Für die Abgrenzung von anderen Vertragsbeziehungen, insbesondere einem sonstigen Dienstverhältnis i.S.d. § 611 Abs. 1 BGB, hat das Bundesarbeitsgericht in ständiger Rechtsprechung (vgl. Urteil vom 12.06.1996 - 5 AZR 1066/94 - AP Nr. 1 zu § 611 BGB freier Mitarbeiter; Urteil vom 19.11.1997 - 5 AZR 653/96 - AP Nr. 90 zu § 611 BGB Abhängigkeit; jeweils m.w.N.) nicht entscheidend darauf abgestellt, wie die Parteien das Vertragsverhältnis bezeichnet haben. Der Status des Beschäftigten bestimmt sich nicht nach den subjektiven Vorstellungen der Vertragspartner, sondern danach, wie die Vertragsbeziehung nach ihrem objektiven Geschäftsinhalt einzuordnen ist. Der wirkliche Geschäftsinhalt ist den ausdrücklich getroffenen Vereinbarungen und der praktischen Durchführung des Vertrages zu entnehmen. Wird der Vertrag abweichend von den ausdrücklich getroffenen Vereinbarungen vollzogen, ist die tatsächliche Durchführung maßgebend. Zur Begründung hat der Senat ausgeführt, durch Parteivereinbarung könne die Bewertung einer Rechtsbeziehung als Arbeitsverhältnis nicht abbedungen und der Geltungsbereich des Arbeitnehmerschutzes nicht eingeschränkt werden.
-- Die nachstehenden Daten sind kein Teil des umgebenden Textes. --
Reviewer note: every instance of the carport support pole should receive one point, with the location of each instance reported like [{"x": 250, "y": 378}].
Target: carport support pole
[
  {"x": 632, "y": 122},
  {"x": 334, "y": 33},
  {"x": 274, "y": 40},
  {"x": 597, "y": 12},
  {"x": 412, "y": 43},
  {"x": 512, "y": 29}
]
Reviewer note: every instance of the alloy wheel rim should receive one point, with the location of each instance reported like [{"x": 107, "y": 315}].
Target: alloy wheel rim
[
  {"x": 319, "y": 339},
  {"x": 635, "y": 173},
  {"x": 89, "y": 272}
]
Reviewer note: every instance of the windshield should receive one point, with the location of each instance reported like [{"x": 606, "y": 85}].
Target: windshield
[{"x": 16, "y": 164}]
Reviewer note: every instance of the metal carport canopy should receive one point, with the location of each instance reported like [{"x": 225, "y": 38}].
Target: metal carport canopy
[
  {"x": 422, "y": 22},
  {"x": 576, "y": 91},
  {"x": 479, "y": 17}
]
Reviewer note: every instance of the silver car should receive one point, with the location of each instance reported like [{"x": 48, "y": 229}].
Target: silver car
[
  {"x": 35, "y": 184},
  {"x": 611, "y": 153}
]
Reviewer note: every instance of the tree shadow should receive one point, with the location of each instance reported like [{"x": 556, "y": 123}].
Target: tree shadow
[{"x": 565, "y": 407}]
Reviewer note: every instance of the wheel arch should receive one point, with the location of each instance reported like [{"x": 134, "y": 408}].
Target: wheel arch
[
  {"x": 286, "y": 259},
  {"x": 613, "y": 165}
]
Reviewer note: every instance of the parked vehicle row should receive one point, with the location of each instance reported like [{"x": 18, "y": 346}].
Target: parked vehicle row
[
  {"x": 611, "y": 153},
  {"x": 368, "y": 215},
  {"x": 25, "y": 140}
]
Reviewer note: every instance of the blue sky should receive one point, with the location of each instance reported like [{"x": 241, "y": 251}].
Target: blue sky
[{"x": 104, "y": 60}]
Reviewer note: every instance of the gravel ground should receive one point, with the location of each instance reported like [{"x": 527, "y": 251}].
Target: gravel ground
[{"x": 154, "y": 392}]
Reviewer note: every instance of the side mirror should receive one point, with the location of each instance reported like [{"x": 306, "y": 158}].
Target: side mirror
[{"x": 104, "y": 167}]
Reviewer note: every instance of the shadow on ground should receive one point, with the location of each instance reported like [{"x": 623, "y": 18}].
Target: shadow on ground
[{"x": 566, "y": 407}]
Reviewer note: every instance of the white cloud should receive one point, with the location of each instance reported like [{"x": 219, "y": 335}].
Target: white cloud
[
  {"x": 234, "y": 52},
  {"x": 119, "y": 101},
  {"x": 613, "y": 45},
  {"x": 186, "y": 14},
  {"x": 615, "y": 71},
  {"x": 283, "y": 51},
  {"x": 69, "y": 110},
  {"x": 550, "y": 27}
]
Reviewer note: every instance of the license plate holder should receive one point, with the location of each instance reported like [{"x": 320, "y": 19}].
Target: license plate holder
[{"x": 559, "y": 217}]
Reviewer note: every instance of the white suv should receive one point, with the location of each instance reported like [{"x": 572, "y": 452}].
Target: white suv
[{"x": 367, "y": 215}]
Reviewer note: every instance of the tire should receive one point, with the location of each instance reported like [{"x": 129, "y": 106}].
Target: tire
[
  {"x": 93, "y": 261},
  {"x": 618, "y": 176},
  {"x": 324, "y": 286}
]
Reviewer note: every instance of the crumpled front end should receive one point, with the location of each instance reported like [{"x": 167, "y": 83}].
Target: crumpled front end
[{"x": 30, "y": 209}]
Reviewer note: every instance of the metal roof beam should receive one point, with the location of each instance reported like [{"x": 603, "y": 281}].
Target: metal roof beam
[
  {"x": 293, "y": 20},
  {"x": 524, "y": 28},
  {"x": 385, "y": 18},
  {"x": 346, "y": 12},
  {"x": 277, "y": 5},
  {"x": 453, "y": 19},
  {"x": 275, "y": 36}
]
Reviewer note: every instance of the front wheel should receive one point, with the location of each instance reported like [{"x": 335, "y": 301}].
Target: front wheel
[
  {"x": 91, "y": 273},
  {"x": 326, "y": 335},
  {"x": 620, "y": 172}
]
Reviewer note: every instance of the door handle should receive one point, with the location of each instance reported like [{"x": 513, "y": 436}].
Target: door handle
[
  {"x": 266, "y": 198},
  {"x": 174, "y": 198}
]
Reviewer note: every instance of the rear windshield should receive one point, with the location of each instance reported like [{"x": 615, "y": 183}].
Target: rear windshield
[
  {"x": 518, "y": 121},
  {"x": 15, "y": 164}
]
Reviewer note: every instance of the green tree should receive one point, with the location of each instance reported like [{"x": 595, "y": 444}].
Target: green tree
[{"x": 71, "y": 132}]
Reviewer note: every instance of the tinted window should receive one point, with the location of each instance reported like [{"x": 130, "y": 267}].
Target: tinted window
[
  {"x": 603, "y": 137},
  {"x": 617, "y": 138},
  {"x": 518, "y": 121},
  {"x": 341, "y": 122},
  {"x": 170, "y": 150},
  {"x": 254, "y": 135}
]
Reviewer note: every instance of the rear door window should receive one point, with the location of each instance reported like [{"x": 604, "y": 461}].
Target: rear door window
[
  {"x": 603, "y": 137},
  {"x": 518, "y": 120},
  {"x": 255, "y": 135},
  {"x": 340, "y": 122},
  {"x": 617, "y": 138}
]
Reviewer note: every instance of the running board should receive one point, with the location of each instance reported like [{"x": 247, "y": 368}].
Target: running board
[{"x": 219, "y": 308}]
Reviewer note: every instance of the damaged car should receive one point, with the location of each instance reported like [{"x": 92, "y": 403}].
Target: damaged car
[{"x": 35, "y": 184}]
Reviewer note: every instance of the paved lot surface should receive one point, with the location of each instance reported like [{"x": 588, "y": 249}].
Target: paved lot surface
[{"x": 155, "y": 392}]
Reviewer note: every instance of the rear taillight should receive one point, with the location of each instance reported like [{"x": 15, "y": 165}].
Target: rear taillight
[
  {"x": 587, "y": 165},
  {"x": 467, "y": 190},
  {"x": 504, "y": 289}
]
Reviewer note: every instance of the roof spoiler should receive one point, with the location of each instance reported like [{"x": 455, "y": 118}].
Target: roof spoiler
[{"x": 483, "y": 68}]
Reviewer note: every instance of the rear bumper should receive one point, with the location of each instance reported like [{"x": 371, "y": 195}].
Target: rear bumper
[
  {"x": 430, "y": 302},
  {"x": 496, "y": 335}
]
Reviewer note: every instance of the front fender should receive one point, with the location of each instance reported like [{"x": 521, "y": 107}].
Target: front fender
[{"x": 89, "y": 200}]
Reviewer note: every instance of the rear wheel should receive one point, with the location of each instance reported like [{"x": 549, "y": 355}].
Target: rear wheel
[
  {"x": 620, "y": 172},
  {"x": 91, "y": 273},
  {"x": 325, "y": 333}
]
Bereits aus dieser Begründung folgt, dass die dargestellten Grundsätze nur für solche Fälle gelten, in denen die Parteien ihr Rechtsverhältnis gerade nicht als Arbeitsverhältnis bezeichnet haben, sondern etwa als freies Mitarbeiter- oder Dienstverhältnis. Haben die Parteien dagegen ein Arbeitsverhältnis vereinbart, so ist es auch als solches einzuordnen (so BAG im Urteil vom 12.09.1996). Zumindest dann, wenn die vereinbarte Tätigkeit sowohl im Rahmen eines freien Mitarbeiterverhältnisses oder eines Arbeitsverhältnisses erbracht werden kann. In diesem Fall ist stets von einer Beschäftigung als Arbeitnehmer auszugehen, wenn dies vertraglich ausdrücklich so vereinbart worden ist. Nur dann, wenn es an einer solchen ausdrücklichen Vereinbarung fehlt, müssen im Einzelfall festzustellende Umstände hinzutreten, aus denen sich ergibt, dass das für das Bestehen eines Arbeitsverhältnisses erforderliche Maß an persönlicher Abhängigkeit gegeben ist (so BAG in den Urteilen vom 01.11.1995 - 5 AZR 84/94 und 5 AZR 880/94 - NZA 1996, 813 und 1996, 816).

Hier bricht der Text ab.